Taking oil and gas sales revenue as an example, this income accounts for one-third of federal budget revenue, but in the first seven months of this year, this part of the income decreased by 18.5%. The reason is the decline in global oil prices (oil price was $66.4 per barrel in early August, about €51.8), and Russian crude oil prices fell faster, being pushed down to $47.6 per barrel by the eighteenth round of EU sanctions.
Many people say even though Russia is sanctioned by the EU, it still has China and India, right? But if you look at the actual data, everything is not as simple as it seems. For example, in 2024, China's overall import growth increased by 14%, but imports from Russia decreased by 7%. That is, although China buys more from all over the world, it buys less from Russia. In addition, in the context where the West refuses to buy Russian oil, Russia has turned its exports to China, India, and Turkey, but has had to sell at a low price. At the same time, to bypass sanctions, producers have had to add intermediate links, thus increasing costs.
Other than oil, due to sanctions, Russian companies find it difficult to obtain key equipment and components from Europe, the US, and Japan. Because they have not managed to get rid of their dependence on Western technology, companies have had to adopt a "patchwork" approach, i.e., dismantling several devices to make one that can still operate.
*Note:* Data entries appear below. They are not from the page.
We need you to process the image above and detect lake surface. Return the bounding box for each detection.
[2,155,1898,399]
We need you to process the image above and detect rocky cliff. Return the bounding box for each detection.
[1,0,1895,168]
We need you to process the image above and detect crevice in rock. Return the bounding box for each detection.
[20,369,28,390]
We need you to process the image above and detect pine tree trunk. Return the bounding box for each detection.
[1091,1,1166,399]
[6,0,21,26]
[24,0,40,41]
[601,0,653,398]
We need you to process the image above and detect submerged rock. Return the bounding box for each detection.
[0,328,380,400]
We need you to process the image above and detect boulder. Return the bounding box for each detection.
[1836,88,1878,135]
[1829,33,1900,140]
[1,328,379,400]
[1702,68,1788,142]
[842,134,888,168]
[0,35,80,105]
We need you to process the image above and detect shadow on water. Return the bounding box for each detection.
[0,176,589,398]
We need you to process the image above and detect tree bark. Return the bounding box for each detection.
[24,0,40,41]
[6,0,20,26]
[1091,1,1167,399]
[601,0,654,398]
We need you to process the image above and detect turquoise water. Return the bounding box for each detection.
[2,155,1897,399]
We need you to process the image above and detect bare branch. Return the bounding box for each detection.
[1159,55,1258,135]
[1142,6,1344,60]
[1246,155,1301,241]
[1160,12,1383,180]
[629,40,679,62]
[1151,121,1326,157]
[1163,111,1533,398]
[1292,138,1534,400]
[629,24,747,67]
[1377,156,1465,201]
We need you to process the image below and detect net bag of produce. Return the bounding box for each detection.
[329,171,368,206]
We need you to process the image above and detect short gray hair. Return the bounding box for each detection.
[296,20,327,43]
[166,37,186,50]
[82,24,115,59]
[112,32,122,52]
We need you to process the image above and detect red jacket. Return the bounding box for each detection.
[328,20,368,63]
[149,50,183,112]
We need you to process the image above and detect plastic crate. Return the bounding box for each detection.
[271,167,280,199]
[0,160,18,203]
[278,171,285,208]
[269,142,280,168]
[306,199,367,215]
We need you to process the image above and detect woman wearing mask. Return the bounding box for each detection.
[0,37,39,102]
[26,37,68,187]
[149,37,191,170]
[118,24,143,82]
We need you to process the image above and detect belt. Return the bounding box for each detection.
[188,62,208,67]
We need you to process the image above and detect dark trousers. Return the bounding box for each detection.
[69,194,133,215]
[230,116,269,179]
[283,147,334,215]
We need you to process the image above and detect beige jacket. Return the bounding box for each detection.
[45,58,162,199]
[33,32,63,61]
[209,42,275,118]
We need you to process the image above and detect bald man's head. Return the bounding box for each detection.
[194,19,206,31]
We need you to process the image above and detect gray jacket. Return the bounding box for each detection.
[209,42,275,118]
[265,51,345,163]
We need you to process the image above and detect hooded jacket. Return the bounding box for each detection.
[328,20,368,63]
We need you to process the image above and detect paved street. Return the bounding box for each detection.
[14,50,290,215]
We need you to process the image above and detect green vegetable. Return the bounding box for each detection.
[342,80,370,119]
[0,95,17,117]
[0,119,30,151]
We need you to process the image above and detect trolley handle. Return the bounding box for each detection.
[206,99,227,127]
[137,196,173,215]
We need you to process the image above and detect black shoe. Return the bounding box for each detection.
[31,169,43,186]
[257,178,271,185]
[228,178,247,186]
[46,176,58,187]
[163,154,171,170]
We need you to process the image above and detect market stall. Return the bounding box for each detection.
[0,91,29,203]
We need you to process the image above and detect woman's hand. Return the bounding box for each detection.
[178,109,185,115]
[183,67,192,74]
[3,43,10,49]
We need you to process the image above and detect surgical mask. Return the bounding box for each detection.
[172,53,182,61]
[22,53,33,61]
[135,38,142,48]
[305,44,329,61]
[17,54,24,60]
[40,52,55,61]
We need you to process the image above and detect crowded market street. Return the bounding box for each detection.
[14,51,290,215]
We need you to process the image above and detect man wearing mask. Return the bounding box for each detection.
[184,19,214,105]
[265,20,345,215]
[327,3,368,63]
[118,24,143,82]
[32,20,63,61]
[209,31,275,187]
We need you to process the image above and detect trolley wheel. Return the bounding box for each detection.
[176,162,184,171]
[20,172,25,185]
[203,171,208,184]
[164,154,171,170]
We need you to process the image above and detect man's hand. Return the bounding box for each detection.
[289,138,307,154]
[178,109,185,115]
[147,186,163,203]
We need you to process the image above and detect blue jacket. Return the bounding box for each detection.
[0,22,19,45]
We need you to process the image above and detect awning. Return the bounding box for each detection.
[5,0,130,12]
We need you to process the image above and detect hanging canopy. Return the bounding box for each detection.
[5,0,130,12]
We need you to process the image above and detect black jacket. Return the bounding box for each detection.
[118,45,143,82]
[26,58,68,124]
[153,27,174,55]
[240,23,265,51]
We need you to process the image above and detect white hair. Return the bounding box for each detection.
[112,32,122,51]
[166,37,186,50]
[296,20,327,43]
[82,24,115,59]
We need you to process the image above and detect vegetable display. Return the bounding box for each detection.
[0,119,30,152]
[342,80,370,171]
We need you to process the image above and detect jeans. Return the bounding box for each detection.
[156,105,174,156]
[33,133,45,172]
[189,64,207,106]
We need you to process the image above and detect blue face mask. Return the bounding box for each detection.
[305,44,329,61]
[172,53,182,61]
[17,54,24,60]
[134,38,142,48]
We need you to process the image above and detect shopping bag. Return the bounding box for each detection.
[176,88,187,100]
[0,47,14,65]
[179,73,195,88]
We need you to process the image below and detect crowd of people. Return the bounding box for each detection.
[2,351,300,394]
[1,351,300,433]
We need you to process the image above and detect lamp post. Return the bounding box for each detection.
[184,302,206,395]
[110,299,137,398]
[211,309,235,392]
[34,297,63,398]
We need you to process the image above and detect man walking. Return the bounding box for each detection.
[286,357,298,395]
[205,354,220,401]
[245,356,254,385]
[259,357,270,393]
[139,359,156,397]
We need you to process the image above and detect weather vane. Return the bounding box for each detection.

After the rapid slowdown of the economy, according to common sense, many people naturally guess when will Russia's economy hit rock bottom? After all, this is the key to whether the Ukraine war will stop. But the reality is far more complex. Russia's war economy is somewhat like the US during 1941-1945, with military spending driving the overall economy. This is why Russia's economy could grow sharply in 2023 and 2024.
However, unlike the US back then, Russia implemented a contractionary monetary policy while advancing its war economy. A war economy is essentially inflationary, concentrating resources and labor force in the defense sector, pushing up wages and prices. However, the Russian Central Bank raised interest rates significantly in 2023 and 2024, raising the benchmark rate from 8.5% to 21%, with real interest rates close to 12%, among the highest in the world. High interest rates suppress private investment, putting the private economy into a slump. After years of accumulation, problems have surfaced. According to data from the Russian Ministry of Finance, as of the end of July this year, the fiscal deficit has reached 4.9 trillion rubles (about 56 billion euros), exceeding the annual target by 30%. At the same time, total budget expenditures increased by 20.8%, but revenues are decreasing.
Over-reliance on the war economy has made it very difficult for Russia to access the international capital market, and it can only rely on loans from state banks and use the "National Wealth Fund". The balance of this fund has dropped from nearly 10 trillion rubles at the beginning of 2022 to 2.88 trillion rubles (30.8 billion euros) currently. According to warnings from Russian economists, it may be exhausted as early as next year. Normally, when funds run out, it might force Russia to seek peace, to reduce military spending and revitalize the civilian economy. But the reality is likely to develop in the exact opposite direction. When the military industry becomes the only pillar of the economy for a long time, everything becomes both dangerous and irreversible, possibly dragging the entire country into a deep military abyss in the long term. Peace, therefore, becomes even more distant. This may partly explain why Putin has been reluctant to immediately cease hostilities, instead keeping the Ukraine war in a stalemate, seemingly intending to keep it going indefinitely.
Therefore, the real problem with the Russian economy is not when it will hit rock bottom, but rather, after being burdened by accumulated issues, it may completely fall into the abyss of economic militarization. This poses a huge challenge for Ukraine and Europe.